There are times in life when emotions threaten to overwhelm, when we fear what lies ahead, and feel unable to see a way through. This scenario can apply in times of stress or illness; it can also apply in pregnancy.
Sally's baby is due in a couple of weeks' time, and she is planning to give birth vbac (vaginal birth after caesarean) at home. It's her second baby, and she is experiencing an emotional roller coaster ride as that time approaches. Some of the anxiety and fear Sally is experiencing is related to her daughter's birth: a caesarean without labour. At the time Sally accepted that her baby needed to be taken from her, but as she has thought about it more, she has concluded that the caesarean was probably unnecessary. Someone in the 'system', for some reason, chose to give her surgery, and she agreed. She had been told that she had pre-eclampsia - a diagnosis that she now questions. Will it happen again? The fears that are surging, draining her emotionally, are difficult to put a name to; they just are.
Sally has booked at a public hospital near her home, and has also booked me to be her midwife. This means two bookings, as that hospital does not provide a homebirth backup service.
As we talk I am trying to help Sally differentiate between emotion and fact; her fears and her actual decisions.
I think every woman experiences, to some degree, an emotionally rough journey as we approach a birth. I know I did, with each baby. When embracing uncertainty we must try to hold onto instability and change. It's the same with a balloon filled with water, each movement at any point brings corresponding corrections to the whole unit. The birthing continuum has often been likened to physical experiences involving water and buoyancy: body surfing, when we are lifted and carried quickly on top of the wave, and sometimes dumped ingloriously in the turbulence; or a canoe ride down a river, with moments of quiet, as well as the rapids and the whirlpools. The principle we remember is to not panic, to wait until we come to the surface, to take in breath when it's safe to do so, and be ready for the next episode.
When a woman tells me of her emotion, anxiety, and fear, I encourage her to accept it. To own it as part of the awesome journey she has begun. It is not unusual or wrong for Sally to be anxious about the birth of this baby. The feelings she has experienced so far have led her to make certain plans for this birth. She has become well informed, and understands decision making better now than she did a few years ago.
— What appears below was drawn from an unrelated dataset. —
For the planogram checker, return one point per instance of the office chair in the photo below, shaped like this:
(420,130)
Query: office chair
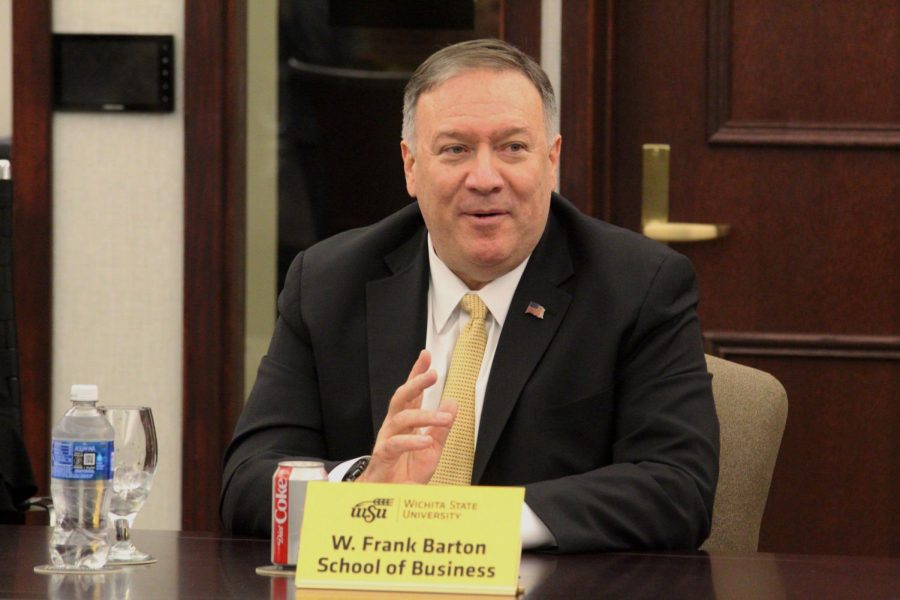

Here are a few facts that Sally has reaffirmed today:
*that she is well, and that her baby is well
*that at present there is no safer or preferred way for her to give birth than naturally
*that natural birth requires spontaneous onset of labour
*that at any time Sally can review her plans, and make choices that she believes are best for herself and her baby
The hospital is able to provide the expert care if and when needed. But at present Sally is happy to wait for spontaneous onset of labour. The doctor who saw her last week said they needed to make a date for repeat caesarean. Sally declined the offer, and reminded the doctor that vbac requires spontaneous onset and progress in labour. The doctor, who was unwilling to accept that degree of uncertainty, attempted to convince her that at least she needed to make a date; that without that magical date she may have an emergency caesarean.
"Yes", Sally replied. Isn't that part of the usual birthing process? A midwife who heard the exchange nodded in approval and said "Yes! Good on you!"